A closer look at a desktop PC ad.
A closer look at a desktop PC ad.
One second you're talking about wanting to use your next PC to make quick edits of home videos. Suddenly the salesperson is pushing a computer suitable for Pixar. But no matter what retailers say, you don't need a supercomputer. For a system capable of handling most basic tasks flawlessly, you probably shouldn't have to spend more than $750. So fend off the salesfolk and take a closer look under the hood.

CPU: Vendors love to highlight GHz numbers in ads, because those numbers go up constantly and are sure to look better than what you have on your current system (even if it's only two months old). The truth: Any recent CPU can handle the basics. Pile on power thoughtlessly, and you waste money.

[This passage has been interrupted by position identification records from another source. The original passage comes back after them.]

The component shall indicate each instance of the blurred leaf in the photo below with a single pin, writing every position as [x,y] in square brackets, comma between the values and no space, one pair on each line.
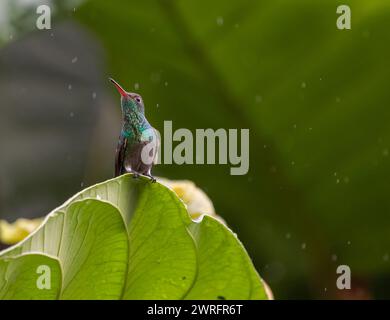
[314,97]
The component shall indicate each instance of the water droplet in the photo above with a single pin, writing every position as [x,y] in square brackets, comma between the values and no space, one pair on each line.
[220,21]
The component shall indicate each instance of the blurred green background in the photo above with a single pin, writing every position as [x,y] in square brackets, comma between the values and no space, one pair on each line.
[315,98]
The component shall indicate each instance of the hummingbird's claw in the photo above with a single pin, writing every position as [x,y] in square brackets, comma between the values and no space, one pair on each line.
[152,179]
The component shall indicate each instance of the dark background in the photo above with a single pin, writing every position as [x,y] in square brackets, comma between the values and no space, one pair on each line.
[316,100]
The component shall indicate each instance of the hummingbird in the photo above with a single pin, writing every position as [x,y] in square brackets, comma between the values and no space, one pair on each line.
[137,145]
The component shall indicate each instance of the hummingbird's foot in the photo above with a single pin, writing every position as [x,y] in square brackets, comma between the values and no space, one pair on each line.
[135,175]
[152,179]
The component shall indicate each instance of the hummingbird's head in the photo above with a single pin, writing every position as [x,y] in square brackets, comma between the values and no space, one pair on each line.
[130,102]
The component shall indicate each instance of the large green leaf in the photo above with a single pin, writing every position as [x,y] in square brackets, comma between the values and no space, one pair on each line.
[19,276]
[128,238]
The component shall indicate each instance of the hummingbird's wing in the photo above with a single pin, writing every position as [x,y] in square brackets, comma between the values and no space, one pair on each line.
[120,156]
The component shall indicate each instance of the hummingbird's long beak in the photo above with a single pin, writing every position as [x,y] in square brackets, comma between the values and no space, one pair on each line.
[122,92]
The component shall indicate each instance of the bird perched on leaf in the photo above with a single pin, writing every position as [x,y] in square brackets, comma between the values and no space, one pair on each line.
[137,146]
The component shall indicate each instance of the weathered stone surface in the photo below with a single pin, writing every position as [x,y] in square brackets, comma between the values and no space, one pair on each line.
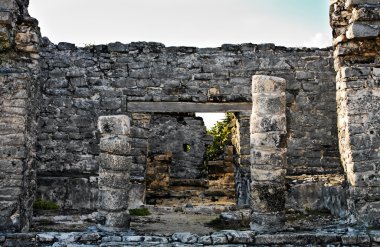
[268,158]
[116,144]
[357,101]
[185,237]
[114,125]
[115,162]
[113,200]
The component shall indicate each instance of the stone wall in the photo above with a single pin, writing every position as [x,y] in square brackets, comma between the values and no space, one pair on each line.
[19,103]
[356,27]
[186,138]
[80,84]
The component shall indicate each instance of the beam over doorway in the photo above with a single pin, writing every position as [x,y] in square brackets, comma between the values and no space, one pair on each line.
[187,107]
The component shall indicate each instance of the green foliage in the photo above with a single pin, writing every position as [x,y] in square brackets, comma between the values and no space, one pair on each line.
[139,212]
[221,137]
[41,204]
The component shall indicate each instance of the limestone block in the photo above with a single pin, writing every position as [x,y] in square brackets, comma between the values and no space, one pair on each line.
[117,219]
[267,222]
[12,140]
[117,47]
[267,197]
[268,139]
[115,162]
[5,39]
[185,237]
[268,156]
[350,3]
[115,180]
[136,195]
[65,46]
[361,30]
[267,173]
[347,72]
[268,84]
[8,5]
[363,179]
[113,200]
[115,144]
[264,103]
[6,17]
[260,124]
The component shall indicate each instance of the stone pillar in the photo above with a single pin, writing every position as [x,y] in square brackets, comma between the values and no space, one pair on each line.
[268,153]
[114,171]
[355,25]
[19,104]
[241,142]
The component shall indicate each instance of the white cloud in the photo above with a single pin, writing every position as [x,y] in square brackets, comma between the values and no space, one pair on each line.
[320,40]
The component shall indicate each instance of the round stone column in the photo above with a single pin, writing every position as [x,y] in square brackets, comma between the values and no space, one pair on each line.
[268,153]
[114,170]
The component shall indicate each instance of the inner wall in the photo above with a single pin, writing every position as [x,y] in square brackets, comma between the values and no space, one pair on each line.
[81,84]
[178,169]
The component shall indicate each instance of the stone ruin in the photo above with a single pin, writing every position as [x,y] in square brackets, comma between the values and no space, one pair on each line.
[102,129]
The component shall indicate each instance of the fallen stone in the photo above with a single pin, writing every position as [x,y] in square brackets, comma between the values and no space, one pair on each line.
[111,239]
[45,237]
[185,237]
[219,238]
[93,236]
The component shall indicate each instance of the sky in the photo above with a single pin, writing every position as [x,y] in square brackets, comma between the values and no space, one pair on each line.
[201,23]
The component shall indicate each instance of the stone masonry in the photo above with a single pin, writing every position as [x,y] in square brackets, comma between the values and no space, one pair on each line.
[356,27]
[19,104]
[114,172]
[80,84]
[52,96]
[268,153]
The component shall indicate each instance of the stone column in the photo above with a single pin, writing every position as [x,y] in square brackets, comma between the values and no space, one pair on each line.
[19,107]
[356,25]
[114,171]
[268,153]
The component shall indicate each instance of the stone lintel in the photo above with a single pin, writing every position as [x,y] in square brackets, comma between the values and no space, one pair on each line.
[187,107]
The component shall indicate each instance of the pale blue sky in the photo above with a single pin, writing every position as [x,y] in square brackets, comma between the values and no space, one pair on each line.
[202,23]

Often the performance gain after a certain point is minimal--though if you'll be juggling tons of multimedia files, you do need a little muscle. AMD's Phenom 9600 Quad-Core CPU, for example, goes toe-to-toe in price with Intel's Core 2 Duo 8400 and will power you through any workday job. But only the most demanding multimedia users need heavy-duty hardware like Intel's quad-core Core 2 Extreme QX9770.

RAM: This quick-and-easy upgrade for your desktop comes with a catch: the maximum amount that your operating system can handle. Common 32-bit versions of Windows Vista and Windows XP can address no more than 4GB of RAM, even if your machine has more available. So unless you're using the 64-bit version of Vista (or 64-bit XP, if you can still find a copy), 2GB to 4GB of memory is the right target.

Graphics board: In bygone days, a high-quality graphics board mattered only to gamers. But now everyone with a digital camera to download or a TV show to watch craves graphics performance. Even so, premium cards don't offer enough of a boost to justify their high-end pricing unless you are a serious gamer. Instead, look for a PC configured with a decent CPU and a good GPU--such as nVidia's GeForce 9800 GTX or ATI's Radeon HD 4850. Only hard-core gamers and video editors need to drop $600 on a fancy graphics card.

Expandability: A desktop PC lets you upgrade later without having to rebuild from scratch. But few stores provide a full accounting of a system's upgrade options. Don't let that discourage you from checking. Note how many open PCIe slots and available internal and external drive bays the system has. And look for easy access to FireWire and USB ports.